Pour savoir si un travailleur indépendant peut être considéré comme un employé, les États membres devraient donc examiner la relation de subordination à la plateforme, la nature du travail et la rémunération.

Dans ce contexte, la Commission européenne devrait conseiller aux États membres de définir des paramètres permettant de déterminer si une relation de travail existe (quel pourcentage du revenu provient de l’application par exemple).

Or, cette volonté de faciliter l’intégration des travailleurs indépendants dans des relations de travail plus stables va à l’encontre de la stratégie des entreprises comme Uber. Cette société a récemment versé 100 millions de dollars aux chauffeurs de Californie et du Massachusetts pour éviter un procès qui aurait catégorisé les travailleurs indépendants en tant qu’employés.

Même si l’entreprise basée en Californie a l’intention d’aider à la formation d’associations semblables à des syndicats, elle continuera à sous-traiter des chauffeurs indépendants pour éviter d’avoir à payer les millions de dollars de contribution sociale qui auraient altéré son modèle d’entreprise.

Exigences du marché

Les orientations de la Commission détailleront quel genre d’exigences peuvent être imposées dans le cadre de la loi européenne, comme les autorisations commerciales ou les licences obligatoires.

Par ailleurs, le document indiquera quelle loi européenne permet de protéger les consommateurs et quelles règles fiscales s’appliquent à ces compagnies. La Commission européenne souhaite faire appliquer cette position uniforme de manière rigoureuse. Les États membres devront donc revoir, au besoin, les lois existantes en fonction de ces orientations, a affirmé un responsable de la Commission.

>> Lire : Les eurodéputés prônent l’ubérisation de l’économie

Par ailleurs, Bruxelles vérifiera que les 28 États membres suivent bien ces lignes directrices et identifiera les obstacles et les problèmes émanant de règlementations nationales divergentes.

L’exécutif souhaite proposer davantage de mesures si les écarts règlementaires demeurent. Toutefois, des sources européennes ont expliqué que l’institution attendrait le verdict de la Cour de justice de l’Union européenne sur l’affaire portée par un juge espagnol pour savoir si Uber est une plateforme numérique ou un prestataire de services.

Une fois que les orientations seront présentées, la Commission devra proposer – a priori en juin – une solution aux plaintes déposées par Uber contre la France, l’Allemagne, et l’Espagne entre autres.

Contexte

Les autorités nationales et locales à travers l'UE réagissent à l'économie collaborative avec un panel de mesures règlementaires diverses. Pour la Commission européenne et la présidence néerlandaise du Conseil, cette approche fragmentée crée un climat incertain pour les opérateurs traditionnels, les nouveaux fournisseurs de services et les consommateurs, empêchant le développement de ces sources innovantes de croissance.
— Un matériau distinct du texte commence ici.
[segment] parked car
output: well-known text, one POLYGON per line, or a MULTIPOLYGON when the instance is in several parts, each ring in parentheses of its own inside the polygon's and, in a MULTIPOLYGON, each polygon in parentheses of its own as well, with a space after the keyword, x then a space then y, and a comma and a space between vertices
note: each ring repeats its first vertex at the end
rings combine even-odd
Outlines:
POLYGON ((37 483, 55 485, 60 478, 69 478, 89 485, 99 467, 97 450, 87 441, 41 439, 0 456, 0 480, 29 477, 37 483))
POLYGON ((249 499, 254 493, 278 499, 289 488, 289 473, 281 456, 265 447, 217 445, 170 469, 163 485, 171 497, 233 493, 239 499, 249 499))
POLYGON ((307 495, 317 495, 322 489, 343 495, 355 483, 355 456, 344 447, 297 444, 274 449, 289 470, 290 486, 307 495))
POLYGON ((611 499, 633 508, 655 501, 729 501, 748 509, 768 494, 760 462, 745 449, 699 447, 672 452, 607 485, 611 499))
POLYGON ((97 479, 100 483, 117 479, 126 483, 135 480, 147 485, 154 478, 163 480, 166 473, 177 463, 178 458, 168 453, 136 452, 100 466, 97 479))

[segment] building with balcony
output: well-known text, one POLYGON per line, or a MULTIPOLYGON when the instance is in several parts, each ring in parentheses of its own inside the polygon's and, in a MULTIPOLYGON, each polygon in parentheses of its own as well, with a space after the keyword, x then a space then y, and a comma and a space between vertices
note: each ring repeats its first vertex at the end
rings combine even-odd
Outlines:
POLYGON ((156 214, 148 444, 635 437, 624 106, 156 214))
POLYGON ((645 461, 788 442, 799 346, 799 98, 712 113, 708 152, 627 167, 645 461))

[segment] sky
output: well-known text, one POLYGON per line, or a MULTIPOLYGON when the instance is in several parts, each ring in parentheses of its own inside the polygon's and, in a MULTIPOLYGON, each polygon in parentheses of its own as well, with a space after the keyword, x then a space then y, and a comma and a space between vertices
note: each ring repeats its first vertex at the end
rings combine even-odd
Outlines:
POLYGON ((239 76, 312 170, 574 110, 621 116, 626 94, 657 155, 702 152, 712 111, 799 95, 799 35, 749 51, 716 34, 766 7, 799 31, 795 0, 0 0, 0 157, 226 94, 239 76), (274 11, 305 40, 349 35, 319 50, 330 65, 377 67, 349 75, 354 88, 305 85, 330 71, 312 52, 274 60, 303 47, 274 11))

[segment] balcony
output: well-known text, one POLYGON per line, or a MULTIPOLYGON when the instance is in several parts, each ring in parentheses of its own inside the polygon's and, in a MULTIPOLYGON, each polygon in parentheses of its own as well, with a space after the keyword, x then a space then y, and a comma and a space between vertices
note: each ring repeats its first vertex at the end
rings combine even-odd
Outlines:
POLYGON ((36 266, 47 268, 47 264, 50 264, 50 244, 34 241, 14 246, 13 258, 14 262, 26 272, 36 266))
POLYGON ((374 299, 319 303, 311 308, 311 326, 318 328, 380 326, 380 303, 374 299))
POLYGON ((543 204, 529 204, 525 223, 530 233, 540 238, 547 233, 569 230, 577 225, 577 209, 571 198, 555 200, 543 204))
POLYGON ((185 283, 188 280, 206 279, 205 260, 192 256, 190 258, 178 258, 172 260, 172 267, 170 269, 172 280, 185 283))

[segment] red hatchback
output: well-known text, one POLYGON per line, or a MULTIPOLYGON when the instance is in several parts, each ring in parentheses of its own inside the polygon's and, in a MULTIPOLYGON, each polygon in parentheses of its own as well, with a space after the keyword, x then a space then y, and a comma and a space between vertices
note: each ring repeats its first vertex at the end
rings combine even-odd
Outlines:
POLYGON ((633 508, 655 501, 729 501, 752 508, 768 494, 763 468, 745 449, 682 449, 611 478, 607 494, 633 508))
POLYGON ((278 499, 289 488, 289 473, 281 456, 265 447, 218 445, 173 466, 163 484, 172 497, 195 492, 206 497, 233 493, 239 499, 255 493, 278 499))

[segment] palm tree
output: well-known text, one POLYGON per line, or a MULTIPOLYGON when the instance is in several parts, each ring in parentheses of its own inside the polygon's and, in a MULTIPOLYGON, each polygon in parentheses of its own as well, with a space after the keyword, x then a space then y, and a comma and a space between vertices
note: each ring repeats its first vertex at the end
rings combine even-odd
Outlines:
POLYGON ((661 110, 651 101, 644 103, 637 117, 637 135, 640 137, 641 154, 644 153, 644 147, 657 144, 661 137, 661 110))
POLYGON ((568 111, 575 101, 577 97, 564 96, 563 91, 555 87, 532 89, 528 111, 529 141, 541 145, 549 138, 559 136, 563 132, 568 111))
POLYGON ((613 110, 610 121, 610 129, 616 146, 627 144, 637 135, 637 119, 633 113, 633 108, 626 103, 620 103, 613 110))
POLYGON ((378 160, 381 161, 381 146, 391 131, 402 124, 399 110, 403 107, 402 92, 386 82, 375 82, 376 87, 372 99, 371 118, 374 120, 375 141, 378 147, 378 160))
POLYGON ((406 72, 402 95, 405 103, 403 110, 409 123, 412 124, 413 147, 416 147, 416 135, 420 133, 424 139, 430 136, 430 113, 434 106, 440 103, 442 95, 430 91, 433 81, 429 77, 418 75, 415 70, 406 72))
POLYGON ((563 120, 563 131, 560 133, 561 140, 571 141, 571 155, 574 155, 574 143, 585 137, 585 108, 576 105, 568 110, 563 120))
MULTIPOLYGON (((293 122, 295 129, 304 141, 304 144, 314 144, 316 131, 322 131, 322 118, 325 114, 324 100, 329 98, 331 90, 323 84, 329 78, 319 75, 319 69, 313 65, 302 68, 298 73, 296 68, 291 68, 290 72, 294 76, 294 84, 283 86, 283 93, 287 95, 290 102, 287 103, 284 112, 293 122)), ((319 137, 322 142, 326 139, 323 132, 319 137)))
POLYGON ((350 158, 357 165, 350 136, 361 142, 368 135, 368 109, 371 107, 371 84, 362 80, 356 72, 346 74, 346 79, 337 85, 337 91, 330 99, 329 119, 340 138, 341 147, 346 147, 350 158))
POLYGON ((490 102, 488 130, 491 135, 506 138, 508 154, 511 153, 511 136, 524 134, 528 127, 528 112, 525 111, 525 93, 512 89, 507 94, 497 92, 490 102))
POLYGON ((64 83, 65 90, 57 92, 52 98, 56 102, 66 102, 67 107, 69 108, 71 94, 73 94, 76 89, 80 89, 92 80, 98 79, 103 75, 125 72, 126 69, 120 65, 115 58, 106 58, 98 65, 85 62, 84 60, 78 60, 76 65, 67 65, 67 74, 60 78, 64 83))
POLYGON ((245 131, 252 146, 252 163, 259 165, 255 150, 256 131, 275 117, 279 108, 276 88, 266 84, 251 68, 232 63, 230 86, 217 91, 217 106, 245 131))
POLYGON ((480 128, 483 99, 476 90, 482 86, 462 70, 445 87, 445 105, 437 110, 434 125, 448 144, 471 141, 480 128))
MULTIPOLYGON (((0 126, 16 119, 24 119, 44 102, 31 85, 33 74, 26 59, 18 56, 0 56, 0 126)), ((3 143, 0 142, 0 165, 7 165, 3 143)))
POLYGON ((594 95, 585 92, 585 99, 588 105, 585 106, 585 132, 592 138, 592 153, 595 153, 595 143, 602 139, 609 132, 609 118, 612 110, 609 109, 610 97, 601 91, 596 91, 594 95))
Depuis l'automne 2015, la Commission a promis d'adopter une approche équilibrée de l'économie collaborative, en apportant une sécurité juridique, en boostant la croissance des consommateurs et en maximisant le potentiel de croissance tout en évitant les abus potentiels.

Une majorité des membres du collège voit les sociétés telles qu’Uber comme une opportunité, face à laquelle l'Europe doit apporter une bonne réponse.

« Quand nous avons des entreprises innovantes comme Uber, nous devons être prêts à revoir notre environnement règlementaire obsolète », a estimé Jyrki Katainen à Washington en mars dernier.

Prochaines étapes

  • Début juin : La Commission devrait publier ses orientations sur l'économie collaborative.
  • Fin 2016 : Jugement de la Cour de justice européenne sur les activités d'Uber en Espagne.